Dichtefunktionen mit  $\sigma_n^2 = E_{\rm S}$
$$p_{\rm S} = {\rm Q} \left ( \frac{d/2}{\sigma_n} \right ) = {\rm Q} \left ( \frac{\sqrt{E_{\rm S}}}{\sqrt{E_{\rm S}}} \right )= {\rm Q} (1)\hspace{0.1cm} \hspace{0.15cm}\underline {\approx 15.9 \%} \hspace{0.05cm}.$$

Die Kenngröße $\gamma$ (normierte bestmögliche Verschiebung der Entscheidergrenze) ist

$$\gamma = 2 \cdot \frac{ \sigma_n^2}{d^2} \cdot {\rm ln} \hspace{0.15cm} \frac{{\rm Pr}( m_1)}{{\rm Pr}( m_0)} = \frac{ 2 \cdot E_{\rm S}}{4 \cdot E_{\rm S}} \cdot {\rm ln} \hspace{0.15cm} \frac{2/3}{1/3} = \frac{{\rm ln} \hspace{0.15cm} 2}{2} \approx 0.35 $$
$$\Rightarrow \hspace{0.3cm} G_{\rm opt} = 0.35 \cdot \sqrt{E_{\rm S}} \hspace{0.05cm}.$$

Das häufigere Symbol wird nun seltener verfälscht ⇒ die mittlere Fehlerwahrscheinlichkeit wird geringer:

$$p_{\rm S} = {2}/{3} \cdot {\rm Q} (1.35) + {1}/{3} \cdot {\rm Q} (0.65) = {2}/{3} \cdot 0.0885 +{1}/{3} \cdot 0.258 \hspace{0.1cm} \hspace{0.15cm}\underline {\approx 14.5 \%} \hspace{0.05cm}.$$

Die Abbildung macht deutlich, dass die optimale Entscheidergrenze auch grafisch als Schnittpunkt der beiden (gewichteten) Wahrscheinlichkeitsdichtefunktionen ermittelt werden kann:


(6)  Alle Lösungsvorschläge dieser eher akademischen Teilaufgabe sind richtig:

Dichtefunktionen mit  $\sigma_n^2 = 4 \cdot E_{\rm S}$
  • Mit dem Schwellenwert $G = 0$ ergibt sich $p_{\rm S} = {\rm Q}(0.5) \ \underline {\approx 0.309}$.
  • Die Kenngröße $\gamma = 1.4$ hat nun den vierfachen Wert gegenüber der Teilaufgabe (5),
    so dass die optimale Entscheidergrenze nun bei $G_{\rm opt} = \underline {1.4 \cdot s_0}$ liegt.
  • Somit gehört der (ungestörte) Signalwert $s_0$ nicht zur Entscheidungsregion $I_0$, sondern zu $I_1$, gekennzeichnet durch $\rho < G_{\rm opt}$.
  • Nur mit einem (positiven) Rauschanteil ist $I_0 (\rho > G_{\rm opt})$ überhaupt erst möglich.

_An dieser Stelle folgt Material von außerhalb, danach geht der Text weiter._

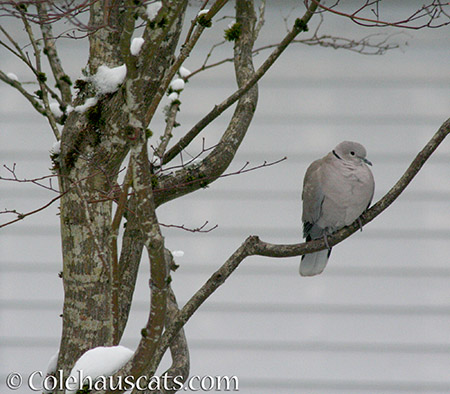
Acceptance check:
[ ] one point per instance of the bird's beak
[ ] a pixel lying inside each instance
(366, 161)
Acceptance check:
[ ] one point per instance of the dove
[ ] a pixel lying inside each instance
(337, 189)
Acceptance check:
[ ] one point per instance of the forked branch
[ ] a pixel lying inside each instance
(253, 246)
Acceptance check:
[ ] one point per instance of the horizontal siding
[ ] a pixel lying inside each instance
(377, 320)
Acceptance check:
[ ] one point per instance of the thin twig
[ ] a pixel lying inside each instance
(299, 26)
(253, 246)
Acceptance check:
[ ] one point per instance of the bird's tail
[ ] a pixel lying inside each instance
(314, 263)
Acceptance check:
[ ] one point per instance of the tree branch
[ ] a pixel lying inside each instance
(253, 246)
(170, 187)
(40, 76)
(62, 80)
(184, 53)
(299, 26)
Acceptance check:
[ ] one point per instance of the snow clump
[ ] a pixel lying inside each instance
(184, 72)
(153, 9)
(108, 80)
(173, 97)
(95, 363)
(54, 107)
(56, 150)
(177, 85)
(136, 45)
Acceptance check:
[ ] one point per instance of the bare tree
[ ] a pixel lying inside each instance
(103, 167)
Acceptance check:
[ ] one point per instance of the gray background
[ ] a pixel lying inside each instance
(378, 318)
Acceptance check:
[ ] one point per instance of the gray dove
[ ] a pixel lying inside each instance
(337, 189)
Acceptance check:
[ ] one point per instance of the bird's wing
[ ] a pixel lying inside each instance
(312, 196)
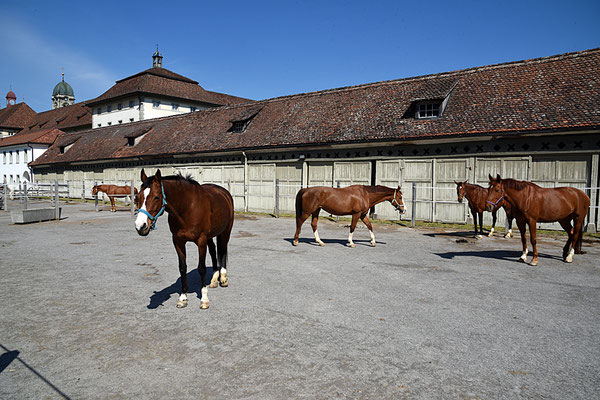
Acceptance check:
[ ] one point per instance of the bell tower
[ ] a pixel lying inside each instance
(156, 59)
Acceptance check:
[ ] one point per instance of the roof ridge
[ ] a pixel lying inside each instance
(464, 71)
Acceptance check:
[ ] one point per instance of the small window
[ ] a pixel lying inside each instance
(428, 110)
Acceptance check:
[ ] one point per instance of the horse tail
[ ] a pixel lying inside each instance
(299, 203)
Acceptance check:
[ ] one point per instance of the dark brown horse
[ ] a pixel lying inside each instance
(531, 203)
(197, 213)
(476, 197)
(113, 191)
(355, 200)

Für die Fehlerwahrscheinlichkeit gilt mit $G_{\rm opt} = 1.4 \cdot s_0$:
$$p_{\rm S} \hspace{-0.1cm} \ = \ \hspace{-0.1cm} {2}/{3} \cdot {\rm Q} (0.5 \cdot (1 + 1.4)) + {1}/{3} \cdot {\rm Q} (0.5 \cdot (1 - 1.4)) = \hspace{0.15cm}\underline {\approx 27\%} \hspace{0.05cm}.$$

Die nebenstehende Grafik verdeutlicht die hier gemachten Aussagen.